24 Julho 2011 | 06h11

ILUSTRAÇÃO POJUCANQuem é a personalidade mais indefensável da atualidade: o australiano Rupert Murdoch ou o francês Dominique Strauss-Kahn? Protagonista absoluto da vilania internacional que estreou no noticiário no início de julho, o todo-poderoso da News Coporation enfrenta ainda hoje a concorrência do ex-diretor-gerente do FMI, estrela de escândalo remanescente dos jornais do primeiro semestre.

Patrono da invasão de privacidade e do jornalismo praticado à base de grampos ilegais e suborno de policiais, Murdoch tem sido comparado ao sr. Burns dos Simpsons. Tem a megalomania autoritária e o desprezo pelos semelhantes em comum com o bilionário desalmado do desenho animado.

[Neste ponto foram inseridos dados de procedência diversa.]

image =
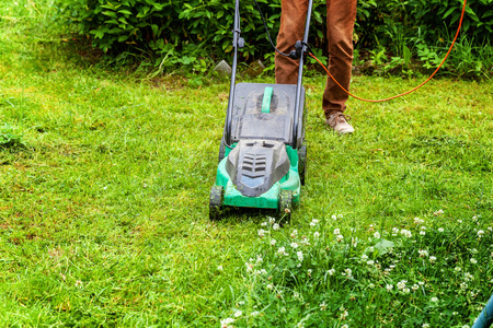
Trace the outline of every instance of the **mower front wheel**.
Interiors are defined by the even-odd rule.
[[[280,219],[286,219],[288,222],[291,220],[293,209],[293,191],[280,190],[278,212]]]
[[[222,212],[222,186],[213,186],[209,197],[209,219],[219,220]]]

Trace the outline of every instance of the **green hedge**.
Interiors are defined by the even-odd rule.
[[[62,15],[77,24],[80,33],[91,36],[93,46],[104,51],[152,54],[159,59],[158,63],[172,67],[190,65],[197,58],[225,58],[231,50],[233,0],[57,1]],[[280,0],[257,1],[275,37]],[[357,48],[383,47],[387,55],[404,58],[412,52],[413,57],[423,57],[426,49],[449,45],[461,7],[462,0],[359,0],[355,28]],[[243,59],[248,61],[272,52],[252,0],[241,1],[241,15],[242,36],[246,40]],[[493,0],[469,0],[462,34],[472,45],[488,44],[493,33],[492,17]],[[325,1],[314,0],[310,37],[314,48],[325,48],[324,21]],[[416,52],[417,45],[422,55]]]

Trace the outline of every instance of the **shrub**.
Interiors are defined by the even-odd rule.
[[[232,49],[234,1],[223,0],[57,0],[62,15],[91,37],[94,47],[112,54],[150,54],[156,65],[196,66],[198,58],[228,57]],[[280,0],[257,0],[273,34],[278,31]],[[493,32],[493,0],[469,0],[462,33],[478,45]],[[325,1],[314,0],[310,43],[325,45]],[[363,0],[358,1],[355,40],[360,49],[379,49],[409,62],[417,44],[442,42],[447,47],[455,31],[461,1]],[[249,61],[271,54],[261,16],[253,1],[241,2],[241,28]],[[226,54],[226,55],[225,55]],[[326,55],[322,50],[321,55]],[[401,58],[401,59],[399,59]],[[203,66],[203,65],[199,65]]]

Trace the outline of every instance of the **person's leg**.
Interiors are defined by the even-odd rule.
[[[329,71],[344,89],[349,90],[353,69],[353,30],[356,0],[326,0]],[[344,113],[348,95],[328,77],[322,108],[325,118]]]
[[[295,43],[303,38],[307,20],[308,0],[282,0],[280,27],[277,35],[277,49],[284,54],[295,49]],[[276,52],[276,83],[296,84],[298,81],[299,61]]]

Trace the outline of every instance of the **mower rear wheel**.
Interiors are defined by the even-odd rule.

Mas nem parece ser um homem tão mau assim quando sua história é editada em página espelhada à crônica da vida sexual de Strauss-Kahn escrita a partir daquele incidente sexual com uma camareira de Nova York. Esta semana, a trama ganhou um novo capítulo na imprensa: a mãe da jornalista que o definiu como um “chimpanzé no cio” quando a atacou em Paris admitiu ter praticado “sexo brutal” com o agressor de sua filha. “Ele se comporta como um cafajeste obsceno!”

Homens assim como DSK e Rupert Murdoch não merecem as mulheres que têm em casa. O magnata da comunicação teve dia desses mais uma prova do amor da patroa, a chinesa Wendi Deng, que como uma ninja de guarda defendeu o marido da fúria de um ativista no Parlamento britânico.

Pagou em coragem o que a milionária Anne Sinclair gasta em dinheiro com Strauss-Kahn para manter o traste do marido confortavelmente à disposição da Justiça em Manhattan – cerca de US$ 250 mil dólares por mês, pelas contas do ‘New York Times’.

Faz pensar: será que mulher nenhuma resiste aos encantos de homens indefensáveis nas entrelinhas do noticiário? Claro que não! Taí o Valdemar da Costa Neto que não me deixa mentir!